Morgan formed his defense into three separate lines: the first of skirmishers; the second of militia, and the third and last line consisting of the better-trained Continental Army units. He ordered some trained men to be in first two lines and to shoot British officers first, so when the British got through the lines, the Royal Army would be leaderless and disorganized. As the British advanced, Morgan commanded his militia in the second line to fire two volleys and then immediately retire to the rear of the line to fight in reserve behind the line of Continentals. This maneuver gave the impression that the Americans were fleeing, while at the same time concealing the third line, which then firedon British troops as they assaulted the hill. The arrangement worked. The British suffered heavy casualties in the initial attacks. By the time they reached the third American line, they had fallen apart.
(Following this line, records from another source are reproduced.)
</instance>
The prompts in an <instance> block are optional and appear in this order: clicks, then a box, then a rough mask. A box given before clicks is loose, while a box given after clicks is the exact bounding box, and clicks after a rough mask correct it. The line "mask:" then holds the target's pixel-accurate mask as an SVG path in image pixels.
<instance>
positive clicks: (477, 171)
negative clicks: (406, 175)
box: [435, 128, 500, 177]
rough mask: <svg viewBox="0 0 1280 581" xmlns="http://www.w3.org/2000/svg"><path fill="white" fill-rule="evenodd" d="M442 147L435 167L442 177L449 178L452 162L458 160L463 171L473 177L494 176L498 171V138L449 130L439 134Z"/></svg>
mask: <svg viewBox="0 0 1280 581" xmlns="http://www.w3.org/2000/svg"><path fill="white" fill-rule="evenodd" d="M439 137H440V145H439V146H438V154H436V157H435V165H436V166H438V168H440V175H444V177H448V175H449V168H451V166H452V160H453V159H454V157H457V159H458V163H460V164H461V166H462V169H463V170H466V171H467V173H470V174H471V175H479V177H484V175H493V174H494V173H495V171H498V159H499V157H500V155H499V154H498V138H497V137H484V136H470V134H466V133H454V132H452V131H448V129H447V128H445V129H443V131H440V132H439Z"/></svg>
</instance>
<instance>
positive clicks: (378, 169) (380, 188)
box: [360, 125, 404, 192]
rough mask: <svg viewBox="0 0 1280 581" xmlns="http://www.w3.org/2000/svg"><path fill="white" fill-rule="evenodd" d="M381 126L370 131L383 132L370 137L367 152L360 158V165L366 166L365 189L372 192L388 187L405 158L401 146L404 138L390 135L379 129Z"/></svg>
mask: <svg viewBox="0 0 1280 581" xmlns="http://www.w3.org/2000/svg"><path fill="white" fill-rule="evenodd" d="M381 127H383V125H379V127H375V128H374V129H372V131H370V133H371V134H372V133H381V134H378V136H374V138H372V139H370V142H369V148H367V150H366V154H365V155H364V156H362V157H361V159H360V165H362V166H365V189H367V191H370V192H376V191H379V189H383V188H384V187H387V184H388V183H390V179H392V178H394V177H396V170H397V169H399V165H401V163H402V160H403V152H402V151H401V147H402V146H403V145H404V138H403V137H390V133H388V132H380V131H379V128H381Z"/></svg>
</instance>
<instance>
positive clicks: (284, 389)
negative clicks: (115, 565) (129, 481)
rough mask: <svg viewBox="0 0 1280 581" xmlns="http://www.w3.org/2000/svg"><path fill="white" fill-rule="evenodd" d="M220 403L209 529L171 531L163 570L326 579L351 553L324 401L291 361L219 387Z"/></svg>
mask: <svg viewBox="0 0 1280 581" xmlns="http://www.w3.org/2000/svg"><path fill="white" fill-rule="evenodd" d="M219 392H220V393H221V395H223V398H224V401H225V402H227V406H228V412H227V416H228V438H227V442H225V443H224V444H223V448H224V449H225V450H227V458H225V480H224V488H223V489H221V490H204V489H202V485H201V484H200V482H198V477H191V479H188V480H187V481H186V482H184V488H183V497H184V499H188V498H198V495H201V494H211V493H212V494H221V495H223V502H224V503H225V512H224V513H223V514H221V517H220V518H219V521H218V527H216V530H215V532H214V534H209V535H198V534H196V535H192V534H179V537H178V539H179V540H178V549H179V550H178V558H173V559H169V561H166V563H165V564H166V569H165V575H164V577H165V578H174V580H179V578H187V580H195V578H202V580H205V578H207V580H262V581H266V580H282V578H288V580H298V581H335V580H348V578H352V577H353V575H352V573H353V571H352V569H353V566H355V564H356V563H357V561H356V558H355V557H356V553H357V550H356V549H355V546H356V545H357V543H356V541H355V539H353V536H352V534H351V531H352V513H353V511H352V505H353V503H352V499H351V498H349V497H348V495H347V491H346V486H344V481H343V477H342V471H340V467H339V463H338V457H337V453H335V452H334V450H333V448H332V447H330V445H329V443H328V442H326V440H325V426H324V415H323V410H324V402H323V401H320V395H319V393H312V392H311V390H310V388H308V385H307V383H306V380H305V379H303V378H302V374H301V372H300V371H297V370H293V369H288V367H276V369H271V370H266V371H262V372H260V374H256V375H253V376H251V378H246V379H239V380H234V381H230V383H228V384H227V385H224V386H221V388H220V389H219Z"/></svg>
Depleted of officers, Tarleton’s men continued to try and press their advantage. An hour into the fighting, elements of Morgan’s Virginia Regiments fired point blank into the British as they attempted a feeble flanking move on the right. Just when the British assault was blunted, the Americans fixed bayonets and plunged into the enemy. In the melee that followed, Americans seized the two small field pieces the British had brought along for artillery support. The British line crumbled with Regulars throwing down their arms and surrendering.
American cavalry advanced from behind the third line to cut off the British, shocking and devastating the Royal Army soldiers left standing. Morgan ordered 100 cavalrymen under William Washington (2nd cousin, once-removed to George Washington) to meet Tarleton’s men at the third line. Washington’s horsemen attacked on the right and reformed militia from first two lines struck left, overwhelming Tarleton's frazzled troops. Those British who could, tried to run—only to be hotly pursued by the American cavalry. Washington personally took on Tarleton with his saber, shouting insults as he attacked. Tarleton shot Washington’s horse out from under him and, like his men, fled the field. By 8:00 AM, the battle was over.
For the Americans 25 were killed and 124 wounded. For the British, 110 soldiers perished, 229 were wounded and over 500 men were missing or captured. After the battle, Morgan buried the dead, and, with many British prisoners in tow, headed north to avoid an encounter with Cornwallis. He later retired from duty due to ill health.
After Cowpens, Cornwallis gave up on his efforts to win in South Carolina and pursued Greene’s force into North Carolina. Ensuing battles were at Cowan’s Ford (February 1st), Clapp’s Mill (March 2nd), Weitzel’s Mill (March 6th) and finally he defeated Greene at the Battle of Guilford Court House on March 15th. He then withdrew to Virginia to rest and refit his tired and depleted army. Washington seized the opportunity to trap and defeat Cornwallis at the Battle of Yorktown, the last major conflict of the Revolutionary War.